Configurations alone don’t define your environment. You need to define how multiple configurations interact and ensure the disparate pieces can be managed as a whole. Out of complexity and chaos, Ansible brings order.
ANSIBLE CASE STUDY — A Real Life Usage by NASA
Business Challenge faced by NASA
NASA needed to move roughly 65 applications from a traditional hardware based data center to a cloud-based environment for better agility and cost savings. The rapid timeline resulted in many applications being migrated ‘as-is’ to a cloud environment.
Solution to this Challenge
The solution was to leverage Ansible Tower to manage and schedule the cloud environment.
How NASA is using Ansible
Ansible Tower is an enterprise framework to help you control, secure, and manage your Ansible automation at scale. Ansible Tower is a web-based interface for managing Ansible. Ansible Tower lets you launch playbooks with just a single click.

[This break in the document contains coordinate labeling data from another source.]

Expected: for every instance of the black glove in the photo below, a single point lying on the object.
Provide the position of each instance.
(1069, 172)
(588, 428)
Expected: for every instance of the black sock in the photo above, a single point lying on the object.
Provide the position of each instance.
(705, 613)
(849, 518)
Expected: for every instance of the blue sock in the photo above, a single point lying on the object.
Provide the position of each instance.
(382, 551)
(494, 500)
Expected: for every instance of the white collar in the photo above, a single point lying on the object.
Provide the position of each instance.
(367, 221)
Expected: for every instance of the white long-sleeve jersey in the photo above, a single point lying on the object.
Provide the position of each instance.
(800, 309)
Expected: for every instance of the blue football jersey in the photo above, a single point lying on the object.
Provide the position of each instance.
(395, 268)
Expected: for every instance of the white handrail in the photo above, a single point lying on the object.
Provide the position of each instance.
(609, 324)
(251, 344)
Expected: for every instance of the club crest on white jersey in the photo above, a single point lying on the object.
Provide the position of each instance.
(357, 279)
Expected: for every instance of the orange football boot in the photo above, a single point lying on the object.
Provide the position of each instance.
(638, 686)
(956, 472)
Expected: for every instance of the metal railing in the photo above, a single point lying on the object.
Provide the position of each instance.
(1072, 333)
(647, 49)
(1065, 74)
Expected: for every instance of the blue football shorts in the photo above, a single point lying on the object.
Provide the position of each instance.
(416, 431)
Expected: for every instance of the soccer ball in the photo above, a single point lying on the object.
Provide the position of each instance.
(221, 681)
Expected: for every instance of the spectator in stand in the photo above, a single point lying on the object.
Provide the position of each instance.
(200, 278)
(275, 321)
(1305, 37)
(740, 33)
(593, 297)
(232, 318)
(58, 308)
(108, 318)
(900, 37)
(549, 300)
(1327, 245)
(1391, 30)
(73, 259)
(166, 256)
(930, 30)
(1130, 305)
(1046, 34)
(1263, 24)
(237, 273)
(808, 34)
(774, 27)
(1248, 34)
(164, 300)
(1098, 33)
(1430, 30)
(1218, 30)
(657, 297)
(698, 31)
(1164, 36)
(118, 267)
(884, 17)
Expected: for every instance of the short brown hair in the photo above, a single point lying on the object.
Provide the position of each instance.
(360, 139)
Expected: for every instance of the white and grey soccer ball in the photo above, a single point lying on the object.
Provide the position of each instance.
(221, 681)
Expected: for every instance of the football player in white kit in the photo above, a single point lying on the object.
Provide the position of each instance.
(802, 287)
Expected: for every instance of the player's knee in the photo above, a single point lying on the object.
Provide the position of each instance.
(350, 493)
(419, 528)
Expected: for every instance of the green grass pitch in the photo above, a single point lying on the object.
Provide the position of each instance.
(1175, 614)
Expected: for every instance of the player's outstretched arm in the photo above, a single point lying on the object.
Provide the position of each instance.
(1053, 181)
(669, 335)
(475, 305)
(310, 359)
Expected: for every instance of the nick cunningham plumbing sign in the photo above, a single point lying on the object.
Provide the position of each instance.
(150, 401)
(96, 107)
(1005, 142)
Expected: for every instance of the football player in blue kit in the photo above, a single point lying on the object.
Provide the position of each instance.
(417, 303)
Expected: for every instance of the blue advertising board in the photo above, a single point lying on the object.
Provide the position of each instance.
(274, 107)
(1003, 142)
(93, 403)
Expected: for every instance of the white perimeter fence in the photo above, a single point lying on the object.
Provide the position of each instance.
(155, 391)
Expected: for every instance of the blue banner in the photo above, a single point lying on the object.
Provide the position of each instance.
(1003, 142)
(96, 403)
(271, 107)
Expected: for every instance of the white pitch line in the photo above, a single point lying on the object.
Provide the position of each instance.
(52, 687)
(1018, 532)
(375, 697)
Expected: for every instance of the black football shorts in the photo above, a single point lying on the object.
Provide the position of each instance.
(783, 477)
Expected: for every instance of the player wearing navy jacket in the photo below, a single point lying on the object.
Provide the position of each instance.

Before and After Using Ansible By NASA
While parts of the technical staff would sometimes use Ansible core for some tasks, previously NASA WESTPRIME was using shell scripts and manual SSH-based administration.
After testing, NASA decided that Ansible was the best fit for them, due to:
- Ansible does not require agents to be installed on hosts; native use of SSH
- The learning curve is very small and took less than a day to learn
- Non-technical staff can read an Ansible Playbook and know what’s happening
As a result of Ansible Tower implementation NASA have achieved the following efficiencies:
- NASA web app servers are being patched routinely and automatically through Ansible Tower with a very simple 10-line Ansible playbook.
- Ansible is also being used to re-mediate security issues and was leveraged to re-mediate both OpenSSL issues earlier this year. This not only saved time but allowed to quickly re-mediate a very daunting security issue.
- Every single week both the full and mobile versions of www.nasa.gov are updated via Ansible, generally only taking about 5 minutes to do.
- NASA has also integrated Ansible facts into their CMDB, CloudAware, for better management visibility of entire AWS inventory. As a result, it became possible to organize the inventory of AWS resources in a very granular way that was not possible before.
Result of using Ansible By NASA
As a result of implementing Ansible, NASA is better equipped to manage its AWS environment. Ansible allowed NASA to provide better operations and security to its clients. It has also increased efficiency as a team.
If we see by the numbers:
- Updating nasa.gov went from over 1 hour to under 5 minutes
- Patching updates went from a multi-day process to 45 minutes
- Achieving near real-time RAM and disk monitoring (accomplished without agents)
- Provisioning OS Accounts across entire environment in under 10 minutes
- Baselining standard AMIs went from 1 hour of manual configuration to becoming an invisible and seamless background process
- Application stack set up from 1–2 hours to under 10 minutes per stack
Automation is an essential and strategic component of modernization and digital transformation. Ansible is tool for automation. It runs on many Unix-like systems, and can configure both Unix-like systems as well as Microsoft Windows.